Saturday, 18 February 2023

What is K-fold Cross Validation? Working of Cross validation on K-fold data.

In this tutorial, we will be covering the cross-validation concept, its usage in machine learning methods, and the working of k-fold cross-validation.

Cross-validation:

A resampling technique called cross-validation uses several data subsets to evaluate and train a model across a number of iterations. It is typically used in scenarios where the objective is prediction and one aims to evaluate how well a predictive model will perform in real-world situations.

In machine learning, cross-validation is used to compare various models and their parameters such as Support Vector Machine, and Random Forest. Cross-validation can be a good approach in the case of tuning the hyper-parameters of models to identify the best settings and the best model for a given type of problem. K-fold is a specific way of sampling the data for training the model. In k-fold, k refers to the number of groups that the data gets split into. For example, if you have k equal to 10, then the entire data gets split into 10 groups. Further, let's have 1000 data points and have 10 groups then we have hundred (100) data points for each group. One thing is that data scaling and normalization need to be done after the split into training and testing, otherwise you may run into data leakage issues.

You can see the k-fold process on the whole dataset. This figure shows how the training and testing data portion is selected for k-fold cross-validation. Here consider k is 5 and the entire data is split into 5 groups. This visualization shows that the first group of data was selected for testing data and the remaining 4 subgroups of data were selected for training in the 1st iteration. Similarly, 2nd group (fold) of data was selected for testing and the other remaining 4 subgroups were selected for training in the 2nd iteration. If we put attention here then we can observe that subgroup selected for testing is relating to the iteration number like in 1st iteration, the first group was selected for testing data, the second group was selected in the 2nd iteration, and so on. This represents the working of k-fold cross-validation.

Splitting of Data via K-fold

What is a good K value?

There is no straight rule to choose the k value in the k-fold but most of the time, 10 is used for the k value in published papers or any other code. Here you have to remember and ensure one thing the k value results in a representative large enough train and test data.

Another alternative way to find out the K value can be sensitivity analysis:

Sensitivity analysis can be performed to identify the ideal K value

By evaluating the performance of a given model for different k values.
For example, Compare the accuracy from different k values against the accuracy of a model trained on almost all the data (k=N). Accuracy may be low for lower k-values and saturate at some specific k-value.

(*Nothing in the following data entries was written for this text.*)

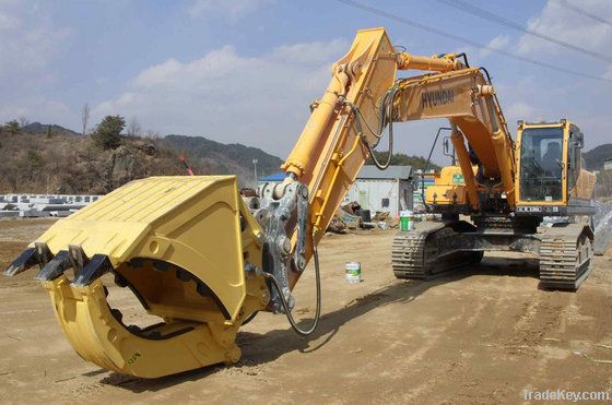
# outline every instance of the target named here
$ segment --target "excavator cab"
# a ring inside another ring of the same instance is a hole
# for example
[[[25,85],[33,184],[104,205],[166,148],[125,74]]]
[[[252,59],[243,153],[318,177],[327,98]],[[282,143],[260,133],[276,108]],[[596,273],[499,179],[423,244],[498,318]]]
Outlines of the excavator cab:
[[[517,131],[517,213],[591,215],[595,176],[581,169],[584,135],[572,122],[526,123]]]

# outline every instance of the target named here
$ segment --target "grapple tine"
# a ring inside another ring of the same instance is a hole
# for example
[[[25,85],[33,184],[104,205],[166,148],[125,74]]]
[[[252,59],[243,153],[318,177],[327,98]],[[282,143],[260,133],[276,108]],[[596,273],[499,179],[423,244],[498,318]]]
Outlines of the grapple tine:
[[[45,265],[40,272],[34,277],[42,282],[50,282],[63,274],[70,269],[70,257],[67,250],[60,250],[56,257]]]
[[[36,249],[27,248],[19,255],[19,258],[15,259],[14,262],[11,263],[7,271],[4,271],[4,274],[8,276],[14,276],[37,263],[38,257],[36,254]]]
[[[102,277],[104,273],[111,272],[113,270],[113,263],[110,263],[106,254],[94,254],[94,257],[89,260],[87,264],[79,271],[72,285],[78,287],[87,286]]]
[[[34,248],[25,249],[19,258],[4,271],[4,275],[14,276],[20,273],[25,272],[27,269],[39,264],[42,267],[45,266],[51,259],[54,254],[49,250],[46,243],[36,242]]]

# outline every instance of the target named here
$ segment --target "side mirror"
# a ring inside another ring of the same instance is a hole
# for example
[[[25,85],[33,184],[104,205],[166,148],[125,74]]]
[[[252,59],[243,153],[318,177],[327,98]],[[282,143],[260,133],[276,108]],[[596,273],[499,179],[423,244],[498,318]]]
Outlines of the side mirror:
[[[445,156],[455,157],[455,148],[452,147],[452,143],[450,143],[450,136],[445,136],[444,141],[442,142],[443,145],[443,153]]]
[[[574,146],[576,146],[580,150],[582,147],[585,147],[585,134],[582,132],[576,133],[576,135],[574,138]]]

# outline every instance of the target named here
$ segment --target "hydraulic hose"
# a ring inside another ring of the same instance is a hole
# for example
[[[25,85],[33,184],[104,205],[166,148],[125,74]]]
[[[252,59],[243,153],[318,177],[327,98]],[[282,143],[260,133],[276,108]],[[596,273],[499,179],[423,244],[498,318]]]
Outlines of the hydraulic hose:
[[[310,327],[308,327],[307,330],[302,330],[299,329],[299,326],[297,326],[297,323],[295,322],[295,319],[291,313],[291,309],[289,308],[289,303],[285,300],[285,296],[282,293],[281,286],[279,285],[276,277],[274,277],[274,275],[271,273],[263,272],[263,276],[268,278],[272,283],[274,288],[276,288],[276,291],[279,291],[279,297],[281,297],[281,303],[283,305],[283,309],[285,310],[285,314],[287,317],[289,323],[291,324],[291,327],[295,331],[295,333],[297,333],[299,336],[308,336],[309,334],[315,332],[317,325],[319,324],[319,319],[321,315],[321,276],[319,271],[319,253],[317,251],[317,246],[315,245],[315,235],[313,234],[311,236],[313,236],[313,249],[314,249],[313,255],[315,258],[315,281],[316,281],[315,283],[317,286],[317,309],[315,311],[315,320],[313,321]]]
[[[380,103],[380,114],[379,114],[380,121],[379,121],[379,126],[378,126],[378,131],[374,131],[372,129],[372,127],[369,127],[369,124],[367,123],[367,120],[363,116],[360,107],[357,107],[355,104],[353,104],[351,102],[344,100],[344,104],[348,105],[351,108],[351,110],[353,111],[353,114],[355,115],[355,120],[353,122],[354,122],[357,135],[361,138],[362,142],[367,147],[367,150],[369,152],[369,155],[372,156],[372,160],[374,162],[374,165],[380,170],[385,170],[386,168],[389,167],[389,165],[391,163],[391,157],[393,155],[393,99],[396,97],[396,94],[397,94],[398,90],[399,90],[399,87],[396,84],[382,97],[382,102]],[[365,138],[365,135],[363,133],[362,123],[377,139],[377,142],[374,144],[374,146],[370,145],[369,142],[367,142],[367,139]],[[387,127],[387,124],[389,126],[389,130],[388,130],[388,132],[389,132],[389,154],[387,155],[387,162],[385,164],[380,164],[380,162],[378,162],[378,159],[374,155],[374,148],[378,145],[378,143],[380,142],[380,140],[385,135],[385,128]]]

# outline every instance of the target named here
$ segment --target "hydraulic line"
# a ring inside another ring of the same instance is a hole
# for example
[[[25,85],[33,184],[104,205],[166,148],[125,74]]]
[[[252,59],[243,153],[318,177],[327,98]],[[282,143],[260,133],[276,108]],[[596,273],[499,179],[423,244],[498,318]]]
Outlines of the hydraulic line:
[[[321,314],[321,278],[320,278],[320,271],[319,271],[319,253],[317,251],[317,245],[315,243],[315,235],[313,234],[311,237],[313,237],[313,250],[314,250],[313,257],[315,258],[315,279],[316,279],[315,283],[317,286],[317,309],[315,311],[315,320],[313,321],[313,324],[310,325],[309,329],[302,330],[299,329],[299,326],[297,326],[297,323],[295,322],[295,319],[293,319],[293,314],[291,313],[291,309],[289,308],[289,303],[285,300],[285,296],[282,293],[281,286],[279,285],[276,277],[274,277],[274,275],[271,273],[267,273],[267,272],[262,273],[266,278],[272,282],[272,285],[274,285],[276,291],[279,291],[279,297],[281,297],[281,303],[283,305],[283,309],[285,310],[285,314],[287,317],[289,323],[291,324],[291,327],[295,331],[295,333],[297,333],[299,336],[308,336],[309,334],[315,332],[317,325],[319,324],[319,319]]]
[[[382,97],[382,102],[380,103],[380,114],[379,114],[380,121],[379,121],[379,126],[378,126],[378,131],[374,131],[372,129],[372,127],[369,127],[369,124],[367,123],[367,120],[363,116],[360,107],[357,107],[355,104],[353,104],[351,102],[343,100],[344,105],[349,106],[351,108],[351,110],[353,111],[353,114],[355,115],[355,120],[354,120],[355,131],[357,132],[357,135],[360,136],[362,142],[367,147],[367,150],[369,152],[369,155],[372,156],[372,160],[374,162],[374,165],[380,170],[385,170],[386,168],[389,167],[389,165],[391,163],[391,157],[393,155],[393,99],[395,99],[398,91],[399,91],[399,87],[396,84]],[[362,126],[362,123],[363,123],[363,126]],[[380,142],[380,140],[385,135],[385,128],[387,127],[387,124],[389,126],[389,129],[388,129],[388,132],[389,132],[389,154],[387,155],[387,162],[385,164],[380,164],[380,162],[378,162],[378,159],[374,155],[374,148],[378,145],[378,143]],[[363,127],[364,126],[377,139],[377,142],[374,144],[374,146],[370,145],[369,142],[367,142],[367,139],[365,138],[365,135],[363,133]]]
[[[429,167],[429,162],[432,159],[432,154],[434,153],[434,147],[436,147],[436,143],[438,142],[439,134],[442,131],[450,131],[451,128],[448,127],[440,127],[438,128],[438,133],[436,133],[436,138],[434,139],[434,143],[432,144],[432,148],[429,150],[429,155],[427,155],[427,162],[425,162],[425,167],[423,168],[423,174],[421,175],[421,198],[423,199],[423,206],[425,210],[428,210],[427,203],[425,202],[425,172]]]

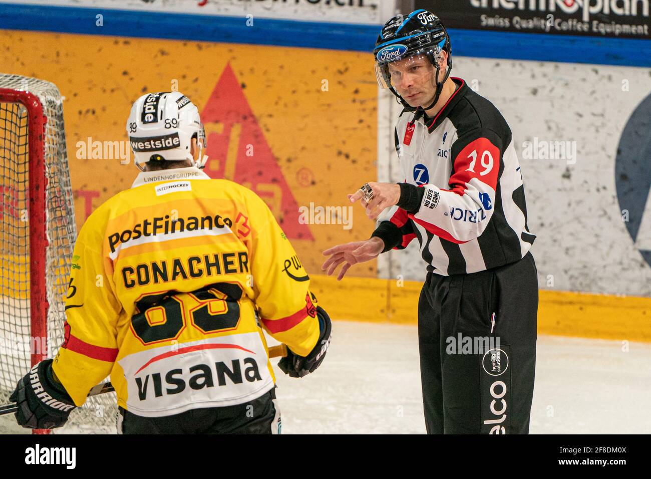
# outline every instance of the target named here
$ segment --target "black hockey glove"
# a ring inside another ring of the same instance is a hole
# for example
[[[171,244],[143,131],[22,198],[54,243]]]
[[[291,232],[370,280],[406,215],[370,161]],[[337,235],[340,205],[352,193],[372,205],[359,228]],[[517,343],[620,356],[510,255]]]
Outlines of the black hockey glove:
[[[17,403],[18,424],[29,429],[54,429],[66,424],[76,406],[54,379],[52,360],[46,359],[25,375],[9,400]]]
[[[326,353],[330,345],[332,323],[330,317],[321,306],[316,307],[316,317],[319,319],[321,334],[310,354],[305,357],[298,356],[288,348],[287,355],[278,362],[278,367],[292,377],[303,377],[314,372],[326,357]]]

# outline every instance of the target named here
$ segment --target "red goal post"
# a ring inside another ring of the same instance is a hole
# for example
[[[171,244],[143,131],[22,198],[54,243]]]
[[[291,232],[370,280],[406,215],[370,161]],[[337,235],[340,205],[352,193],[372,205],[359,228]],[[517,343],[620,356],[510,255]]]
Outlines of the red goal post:
[[[30,366],[53,357],[64,340],[77,231],[63,98],[53,83],[0,74],[0,181],[3,403]],[[116,409],[114,393],[89,398],[62,429],[114,431]]]

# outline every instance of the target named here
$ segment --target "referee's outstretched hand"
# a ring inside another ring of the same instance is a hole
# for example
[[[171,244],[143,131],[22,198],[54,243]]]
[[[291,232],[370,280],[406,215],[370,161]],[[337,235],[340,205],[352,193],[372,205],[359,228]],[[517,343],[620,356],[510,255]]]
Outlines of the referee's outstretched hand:
[[[377,237],[365,241],[353,241],[345,244],[338,244],[324,252],[325,255],[330,257],[321,265],[321,269],[324,271],[327,270],[326,274],[329,276],[332,276],[337,267],[344,263],[341,270],[339,271],[339,275],[337,277],[337,280],[340,281],[346,274],[346,272],[353,265],[378,257],[383,249],[384,241]]]

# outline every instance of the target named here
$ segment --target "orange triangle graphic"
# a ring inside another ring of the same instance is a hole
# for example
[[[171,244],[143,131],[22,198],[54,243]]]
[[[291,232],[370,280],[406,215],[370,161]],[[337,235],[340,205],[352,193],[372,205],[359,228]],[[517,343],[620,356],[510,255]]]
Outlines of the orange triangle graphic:
[[[208,136],[208,175],[255,192],[288,238],[313,240],[307,225],[298,222],[296,200],[230,63],[201,112],[201,121]]]

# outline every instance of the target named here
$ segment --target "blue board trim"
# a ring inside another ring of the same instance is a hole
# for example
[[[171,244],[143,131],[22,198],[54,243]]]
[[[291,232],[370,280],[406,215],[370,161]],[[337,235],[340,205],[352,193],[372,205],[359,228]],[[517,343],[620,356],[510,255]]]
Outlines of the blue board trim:
[[[104,26],[96,26],[96,15]],[[0,3],[0,29],[326,48],[372,54],[380,25]],[[651,40],[449,29],[465,57],[651,66]]]

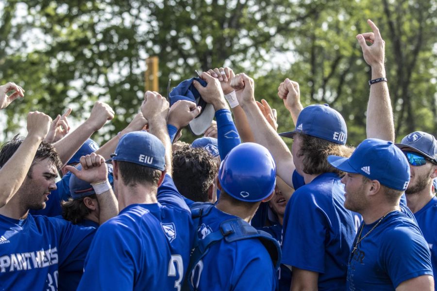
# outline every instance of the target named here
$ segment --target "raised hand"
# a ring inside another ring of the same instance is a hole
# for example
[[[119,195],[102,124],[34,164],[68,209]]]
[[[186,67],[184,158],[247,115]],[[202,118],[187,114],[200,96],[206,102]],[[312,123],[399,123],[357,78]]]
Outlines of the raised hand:
[[[235,91],[240,106],[255,102],[255,86],[253,79],[244,73],[238,74],[231,81],[231,86]]]
[[[289,111],[301,105],[301,91],[297,82],[286,79],[278,87],[278,96],[284,101],[284,105]]]
[[[27,114],[28,136],[43,140],[49,132],[51,123],[51,118],[49,115],[38,111],[29,112]]]
[[[49,133],[44,140],[50,144],[56,143],[70,131],[70,126],[67,117],[71,113],[71,109],[68,108],[62,115],[58,114],[50,126]]]
[[[161,94],[154,91],[147,91],[141,104],[141,113],[149,123],[156,118],[165,120],[169,107],[168,101]]]
[[[15,92],[8,96],[8,93],[12,91]],[[11,102],[20,97],[24,97],[24,90],[15,83],[9,82],[0,86],[0,109],[7,107]]]
[[[271,126],[271,127],[275,131],[278,130],[278,115],[275,109],[272,109],[267,101],[263,99],[261,102],[256,101],[256,105],[259,110],[261,110],[261,113],[264,115],[264,117],[269,122],[269,124]]]
[[[201,108],[196,103],[186,100],[180,100],[173,104],[168,111],[167,123],[178,129],[188,125],[200,114]]]
[[[361,33],[356,36],[361,49],[364,60],[368,65],[373,66],[384,65],[386,42],[381,36],[379,29],[370,19],[367,20],[373,32]],[[366,42],[371,44],[368,46]]]
[[[92,153],[81,157],[82,169],[72,166],[66,168],[81,180],[90,183],[103,181],[108,178],[108,168],[105,159],[100,155]]]
[[[203,87],[196,80],[193,81],[193,85],[203,100],[212,104],[216,111],[222,108],[227,108],[227,103],[225,101],[223,90],[218,79],[205,72],[202,73],[200,77],[206,82],[206,86]]]
[[[208,70],[206,73],[218,80],[225,95],[234,91],[234,88],[231,86],[231,81],[235,77],[235,74],[231,68],[216,68]]]
[[[98,101],[94,103],[91,114],[85,122],[89,124],[94,131],[97,131],[104,125],[108,120],[114,118],[115,113],[111,106]]]

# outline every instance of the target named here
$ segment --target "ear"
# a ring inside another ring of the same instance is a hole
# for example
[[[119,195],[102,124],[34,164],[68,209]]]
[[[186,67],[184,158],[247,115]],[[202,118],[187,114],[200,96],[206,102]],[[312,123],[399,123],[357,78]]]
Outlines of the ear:
[[[166,177],[166,173],[167,172],[167,170],[164,170],[161,173],[161,177],[159,177],[159,180],[158,180],[158,187],[159,187],[164,181],[164,178]]]
[[[223,190],[223,188],[221,188],[221,185],[220,184],[220,181],[218,180],[218,176],[216,176],[216,186],[217,186],[217,189],[220,191]]]
[[[370,183],[370,188],[369,189],[368,193],[370,196],[373,196],[379,192],[381,188],[381,183],[378,180],[371,180]]]
[[[97,209],[97,200],[90,197],[85,197],[84,198],[84,204],[92,210]]]
[[[208,200],[214,203],[216,198],[214,195],[214,184],[213,183],[210,185],[209,188],[208,188]]]
[[[275,191],[273,190],[273,192],[271,193],[271,194],[269,195],[269,197],[267,198],[265,198],[261,201],[262,202],[268,202],[270,201],[272,198],[273,198],[273,195],[275,194]]]
[[[437,165],[433,165],[433,167],[434,171],[431,173],[431,176],[430,176],[432,179],[437,178]]]

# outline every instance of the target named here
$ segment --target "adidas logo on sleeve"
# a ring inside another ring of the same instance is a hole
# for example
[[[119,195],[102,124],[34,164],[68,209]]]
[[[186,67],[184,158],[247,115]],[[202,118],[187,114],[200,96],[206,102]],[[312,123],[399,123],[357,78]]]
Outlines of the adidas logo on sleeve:
[[[361,168],[361,171],[362,171],[367,175],[370,175],[370,167],[363,167],[362,168]]]
[[[3,236],[2,235],[0,237],[0,244],[2,243],[8,243],[10,242],[5,237]]]

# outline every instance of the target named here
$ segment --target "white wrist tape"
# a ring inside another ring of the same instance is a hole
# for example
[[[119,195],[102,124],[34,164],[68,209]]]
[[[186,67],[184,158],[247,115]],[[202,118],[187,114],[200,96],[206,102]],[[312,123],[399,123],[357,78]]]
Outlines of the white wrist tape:
[[[236,107],[240,105],[238,103],[238,100],[237,100],[236,94],[235,94],[235,91],[225,95],[225,99],[228,101],[228,103],[229,103],[229,106],[231,106],[231,108]]]
[[[112,188],[111,184],[108,179],[103,182],[99,182],[98,183],[91,183],[91,186],[94,189],[94,192],[97,195],[100,195],[102,193],[104,193],[106,191],[109,191]]]

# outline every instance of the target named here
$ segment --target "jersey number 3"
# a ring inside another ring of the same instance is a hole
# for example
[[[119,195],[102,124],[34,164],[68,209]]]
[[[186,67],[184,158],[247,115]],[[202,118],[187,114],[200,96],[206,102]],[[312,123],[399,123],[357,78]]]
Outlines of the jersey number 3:
[[[173,255],[168,264],[168,275],[169,277],[176,277],[178,275],[179,277],[174,281],[174,288],[178,291],[181,291],[181,282],[184,277],[184,262],[180,255]]]

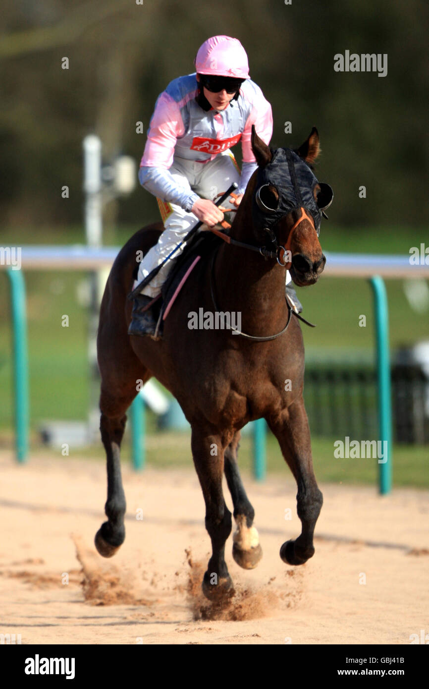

Let's summarize the K-fold split:

If the dataset size is 500 data points and k=10

Data gets split into 10 folds, and each fold has (500/10 = 50) data points
One fold gets used for test/validation and the remaining 9 (k-1) folds are used for training

How to use K-folds for Cross-Validation?

Scikit-learn provides an easy way to perform K-folds splits in python:

from sklearn.model_selection import KFold
cv = KFold(n_splits=10, random_state=42, shuffle=True)

Cross-validation can be performed either by

Iterating over the training and testing splits by deliberately coding using a for loop

for train, test in cv.split(all_data):

train the model on each fold

evaluate on the test fold

Or using the sklearn.cross_val_score that computes the cross-validation score

scores = cross_val_score(model, X, Y, cv=10, scoring='accuracy', n_jobs=-1)

Cross-Validation on K-folds

So repeat the above training and evaluation process for all models and corresponding hyperparameters to find the best one.

Summary:

The purpose of K-fold cross-validation is:

To check the model performance
Not to develop/train a final model

Use k=10 (or even) for small data sets and k=5 (or 3) for large data sets
Example: You want to pick the best model among SVM, RF, DT, and Neural Network

Perform k-fold cross-validation and identify the one that performs the best
Train that specific model with the corresponding best-performing hyperparameters on all data for future use.

Wednesday, 25 March 2020

What is Machine Learning? Types of Machine Learning

What is Machine Learning?

Machine Learning is a branch of Artificial Intelligence (AI) that provides systems the ability to learn and improve from the past experience without being explicitly programmed. It is based on the idea that systems can learn from data, identify patterns( using statistical models) and make predictions (decisions) without human intervention.

These systems use algorithms and statistical models to perform specific tasks on input data without using explicit instructions.

Types of Machine Learning:

Machine Learning is sub-categorized to these four types.

Supervised Learning
Unsupervised Learning
Semi-supervised Learning
Reinforcement Learning

1. Supervised Learning describes a class of problems in which the training data comprises examples of input vectors along with the corresponding target vectors. Supervised learning algorithms try to model mapping between the input features and the target output so that the model can predict the output values for new data based on those mapping which it learned from the previous data sets.

The two main supervised learning problems are classification and regression problems.

Classification: Supervised learning problem that involves identifying a class label (Categories, Discrete values).
Regression: Supervised learning problem that involves predicting the continuous values ( Numerical values).

2. Unsupervised Learning describes a class of problems in which the training data comprises only the input data without the output or target variables. In unsupervised learning algorithms, the model tries to extract the relationships from the input data. There are no output labels based on which the algorithm can try to model mapping or relationships.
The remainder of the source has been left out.